You’ve just finished your email, electronic communications, social media and/or BYOD policies for employees assuming, among other things, that you did not have to permit employees to use company-provided communication systems for nonwork-related purposes, such as to fulfill certain union-related purposes or other “protected concerted activities” under for Section 7 of the National Labor Relations Act. You might have been safe to assume that because since 2007, as our Labor Group reports, under the Register Guard decision, the National Labor Relations Board took the position that “employees have no statutory right to use the[ir] Employer’s e-mail system for Section 7 purposes.” The Board is considering changing that position, however, and is inviting input on whether to do so. You will have to act fast if you want to influence this decision, our Government Affairs Group points out, as the deadline for doing so is June 16, 2014.

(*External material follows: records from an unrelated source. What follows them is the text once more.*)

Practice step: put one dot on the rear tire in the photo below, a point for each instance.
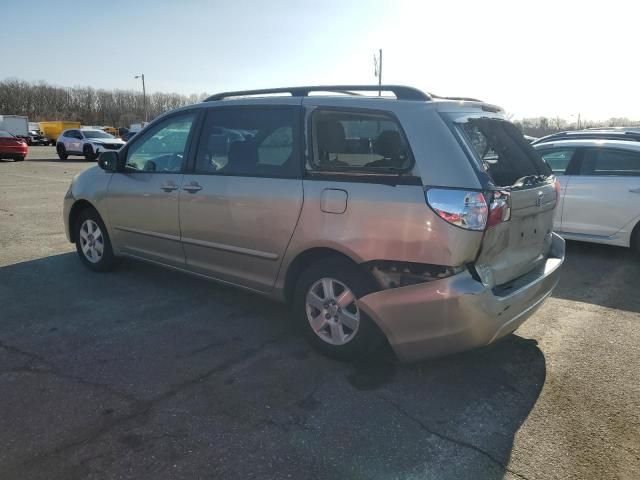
(635, 239)
(93, 243)
(324, 307)
(89, 154)
(62, 152)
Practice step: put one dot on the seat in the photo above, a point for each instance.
(389, 146)
(331, 140)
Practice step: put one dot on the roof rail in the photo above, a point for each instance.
(461, 99)
(401, 92)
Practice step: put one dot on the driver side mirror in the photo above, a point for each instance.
(108, 161)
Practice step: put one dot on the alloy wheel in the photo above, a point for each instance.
(91, 241)
(332, 311)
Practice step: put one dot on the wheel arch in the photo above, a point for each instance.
(79, 206)
(634, 239)
(305, 258)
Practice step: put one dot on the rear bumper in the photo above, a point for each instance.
(14, 151)
(459, 313)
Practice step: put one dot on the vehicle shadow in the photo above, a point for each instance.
(223, 371)
(600, 275)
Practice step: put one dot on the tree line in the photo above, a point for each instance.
(541, 126)
(40, 101)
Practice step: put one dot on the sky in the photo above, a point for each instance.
(545, 58)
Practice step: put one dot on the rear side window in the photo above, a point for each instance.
(163, 148)
(358, 141)
(258, 142)
(502, 151)
(558, 160)
(610, 162)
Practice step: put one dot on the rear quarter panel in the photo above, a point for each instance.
(381, 222)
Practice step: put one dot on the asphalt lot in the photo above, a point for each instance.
(146, 373)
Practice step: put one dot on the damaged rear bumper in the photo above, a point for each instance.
(459, 313)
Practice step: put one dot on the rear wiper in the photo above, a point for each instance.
(529, 180)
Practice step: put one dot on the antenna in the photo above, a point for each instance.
(377, 69)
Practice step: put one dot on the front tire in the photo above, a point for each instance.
(93, 243)
(89, 154)
(326, 309)
(62, 152)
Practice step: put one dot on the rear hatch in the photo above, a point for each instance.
(509, 167)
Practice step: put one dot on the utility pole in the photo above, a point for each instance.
(377, 62)
(144, 96)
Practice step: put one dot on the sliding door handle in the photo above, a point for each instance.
(192, 187)
(169, 186)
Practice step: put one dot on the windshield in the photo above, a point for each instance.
(96, 134)
(502, 151)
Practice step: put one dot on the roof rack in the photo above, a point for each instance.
(401, 92)
(460, 99)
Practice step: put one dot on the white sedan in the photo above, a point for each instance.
(85, 142)
(600, 190)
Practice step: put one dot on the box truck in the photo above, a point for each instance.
(16, 125)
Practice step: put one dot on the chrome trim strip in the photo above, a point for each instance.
(195, 274)
(164, 236)
(230, 248)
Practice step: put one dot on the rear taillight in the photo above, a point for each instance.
(470, 210)
(557, 186)
(462, 208)
(499, 208)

Over the past few years, more employers have begun to develop policies to address employee electronic communications. There are, of course, many issues an organization must consider when crafting such policies, regardless of whether those policies are directed at company-provided email, the movement to “bring your own device” or “BYOD,” activity in social media, or managing employees’ expectation of privacy when using company-provided systems. By no means an exhaustive list, these issues include cost, productivity, safeguarding personal/company confidential information, protecting trade secrets, avoiding impermissible endorsement of company products and services, eliminating harassment and discrimination on company systems, managing email volume, and record keeping and destruction.

Adding to this array of legal, compliance, technical, employee relations and other issues affecting e-communications by employees, the right of employees to use company-provided systems to advance a union’s purposes, among other types of protected concerted activity, could further complicate an increasingly challenging task for employers. For instance, many employers monitor company email for a variety of purposes, such as, protecting sensitive data from improper disclosure, customer service, compliance requirements, managing productivity, and protecting against discrimination. If the NLRB gets its way, employers will need to be much more careful in how it monitors its own systems, and perhaps decide whether and to what extent they should continue to monitor and how management responds to certain monitored communications that violate company policies.

One might ask whether this intrusion into company-owned equipment is even necessary given the ubiquity of personal devices and widespread internet and social media access. Consider one of the areas the Board seeks input on:

Do employee personal electronic devices (e.g., phones, tablets), social media accounts, and/or personal email accounts affect the proper balance to be struck between employers’ rights and employees’ Section 7 rights to communicate about work-related matters? If so, how?

Some may believe that a balance exists at this point seeing the wide spread adoption of communications technologies, together with the significant and expected growth of BYOD programs in more workplaces. We’ll just have to wait and see.